Eager to beat the recession, 27,000 more landowners took in lodgers over the last 12 months, up 8.3%, to rake in £2.3 billion.
 
According to a new study from flatshare site SpareRoom.co.uk, by the beginning of September, the number of UK live-in landlords had swelled from 324,000 to 351,000, while the lodger population climbed from 452,000 to 477,000.
 
This year, homeowners will earn £2.3 billion in rentals income from letting out their spare rooms, an increase of £162 million compared to last year.
 
The average rent paid by a typical lodger is £93.60 a week, equivalent to £406 a month, 6.1% higher than a year ago, just outpacing inflation.
 
This translates to a single lodger paying enough to cover more than half the monthly payments on a £120,000 mortgage.
 
Many landlords have more than one lodger (the average is a.3), bringing the average annual income to £6,617.
 
‘Tenant demand is booming as tens of thousands delay buying their first home and immigration continues to rise. It’s a really good option for short-term renters and they are providing a lifeline to homeowners,’ says Matt Hutchinson, director research at SpareRoom.co.uk.
 
Just over 70% of live-in landlords are single.

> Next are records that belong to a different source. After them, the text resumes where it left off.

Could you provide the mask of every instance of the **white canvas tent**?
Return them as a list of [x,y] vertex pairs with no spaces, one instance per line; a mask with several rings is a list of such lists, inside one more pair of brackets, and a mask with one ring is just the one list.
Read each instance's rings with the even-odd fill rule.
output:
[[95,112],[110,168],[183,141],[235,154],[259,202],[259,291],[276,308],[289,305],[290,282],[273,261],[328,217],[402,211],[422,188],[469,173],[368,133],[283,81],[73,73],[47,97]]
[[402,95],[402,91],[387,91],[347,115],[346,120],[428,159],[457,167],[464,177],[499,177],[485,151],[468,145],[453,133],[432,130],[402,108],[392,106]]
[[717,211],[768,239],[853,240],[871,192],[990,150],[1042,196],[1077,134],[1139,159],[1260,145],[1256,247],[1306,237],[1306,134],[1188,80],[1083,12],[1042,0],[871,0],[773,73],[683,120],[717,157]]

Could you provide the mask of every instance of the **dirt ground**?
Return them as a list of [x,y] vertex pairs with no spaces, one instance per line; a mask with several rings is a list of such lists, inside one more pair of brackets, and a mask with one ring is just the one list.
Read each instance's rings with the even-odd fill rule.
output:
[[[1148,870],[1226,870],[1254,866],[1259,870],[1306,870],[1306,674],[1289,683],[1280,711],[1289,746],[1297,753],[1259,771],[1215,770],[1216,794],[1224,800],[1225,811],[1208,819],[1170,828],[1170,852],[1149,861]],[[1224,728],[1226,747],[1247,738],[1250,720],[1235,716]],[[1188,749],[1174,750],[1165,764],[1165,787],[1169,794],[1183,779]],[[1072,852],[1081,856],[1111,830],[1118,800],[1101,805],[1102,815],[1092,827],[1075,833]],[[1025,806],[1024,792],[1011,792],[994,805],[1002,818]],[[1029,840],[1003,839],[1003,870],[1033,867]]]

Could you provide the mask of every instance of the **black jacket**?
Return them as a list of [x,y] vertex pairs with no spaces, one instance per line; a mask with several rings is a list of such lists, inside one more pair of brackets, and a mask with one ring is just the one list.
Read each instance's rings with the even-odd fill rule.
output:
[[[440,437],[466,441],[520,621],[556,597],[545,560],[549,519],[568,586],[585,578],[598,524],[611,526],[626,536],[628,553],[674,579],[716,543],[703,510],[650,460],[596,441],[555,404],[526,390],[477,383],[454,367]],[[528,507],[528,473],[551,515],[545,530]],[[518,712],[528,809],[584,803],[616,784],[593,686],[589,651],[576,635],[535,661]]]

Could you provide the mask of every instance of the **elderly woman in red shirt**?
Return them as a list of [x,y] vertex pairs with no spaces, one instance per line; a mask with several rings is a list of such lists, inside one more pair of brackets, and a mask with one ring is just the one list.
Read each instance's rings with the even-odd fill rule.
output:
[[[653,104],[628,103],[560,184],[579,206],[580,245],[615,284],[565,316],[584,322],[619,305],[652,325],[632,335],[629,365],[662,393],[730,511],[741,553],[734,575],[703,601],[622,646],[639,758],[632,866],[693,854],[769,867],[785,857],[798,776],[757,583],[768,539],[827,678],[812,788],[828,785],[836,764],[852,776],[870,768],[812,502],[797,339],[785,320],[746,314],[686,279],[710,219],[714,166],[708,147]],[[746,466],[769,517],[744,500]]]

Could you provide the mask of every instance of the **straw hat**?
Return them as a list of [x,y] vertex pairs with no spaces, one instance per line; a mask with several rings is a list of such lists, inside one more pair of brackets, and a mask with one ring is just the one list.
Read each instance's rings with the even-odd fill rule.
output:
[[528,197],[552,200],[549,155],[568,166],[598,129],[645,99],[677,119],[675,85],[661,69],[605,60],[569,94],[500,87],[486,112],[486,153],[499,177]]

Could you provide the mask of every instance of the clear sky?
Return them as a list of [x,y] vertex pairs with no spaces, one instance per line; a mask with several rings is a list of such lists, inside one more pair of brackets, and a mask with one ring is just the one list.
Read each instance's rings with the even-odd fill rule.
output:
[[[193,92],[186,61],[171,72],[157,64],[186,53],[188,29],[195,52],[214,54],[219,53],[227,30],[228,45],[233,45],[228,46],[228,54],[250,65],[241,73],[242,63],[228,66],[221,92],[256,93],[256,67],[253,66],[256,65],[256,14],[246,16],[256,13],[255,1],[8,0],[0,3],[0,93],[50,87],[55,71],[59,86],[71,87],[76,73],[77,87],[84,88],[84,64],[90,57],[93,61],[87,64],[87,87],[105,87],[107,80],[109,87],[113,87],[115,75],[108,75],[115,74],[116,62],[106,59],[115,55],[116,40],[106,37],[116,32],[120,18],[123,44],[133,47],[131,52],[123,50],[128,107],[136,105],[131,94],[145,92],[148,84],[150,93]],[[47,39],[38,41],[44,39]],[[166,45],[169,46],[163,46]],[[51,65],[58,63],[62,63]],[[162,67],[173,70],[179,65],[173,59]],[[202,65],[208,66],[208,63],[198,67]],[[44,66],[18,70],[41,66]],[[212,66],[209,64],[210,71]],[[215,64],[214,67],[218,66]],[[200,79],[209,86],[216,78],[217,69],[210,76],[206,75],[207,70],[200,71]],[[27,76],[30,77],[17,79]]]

Without a partner to share the huge jumps in mortgage payments and other living expenses, and to provide a cushion in the event of unemployment, taking in a lodger is an obvious way to survive the looming recession.’
 
As incomes are squeezed across the UK, the phenomenon of spare room renting is going beyond the limits of Britain’s big cities. The fastest growth in demand for lodgers was in the north west and west Midlands, with Carlisle, Stoke on Trent, Walsall and Wigan topping the table.
 
Many towns in the south west, traditionally less likely to take in lodgers, also are witnessing strong demand. London, Glasgow and Edinburgh have seen the slowest demand.
 
‘In big cities, high house prices and a high cost of living drive demand for lodgers, while a shortage of housing and a large population of young incomers typically drive the number looking for a home.
 
‘But the sharp downturn in the economy is now making this a national phenomenon. More people would already be behind with their mortgage payments if they had not capitalised on the earning power of their spare room,’ adds Mr Hutchinson.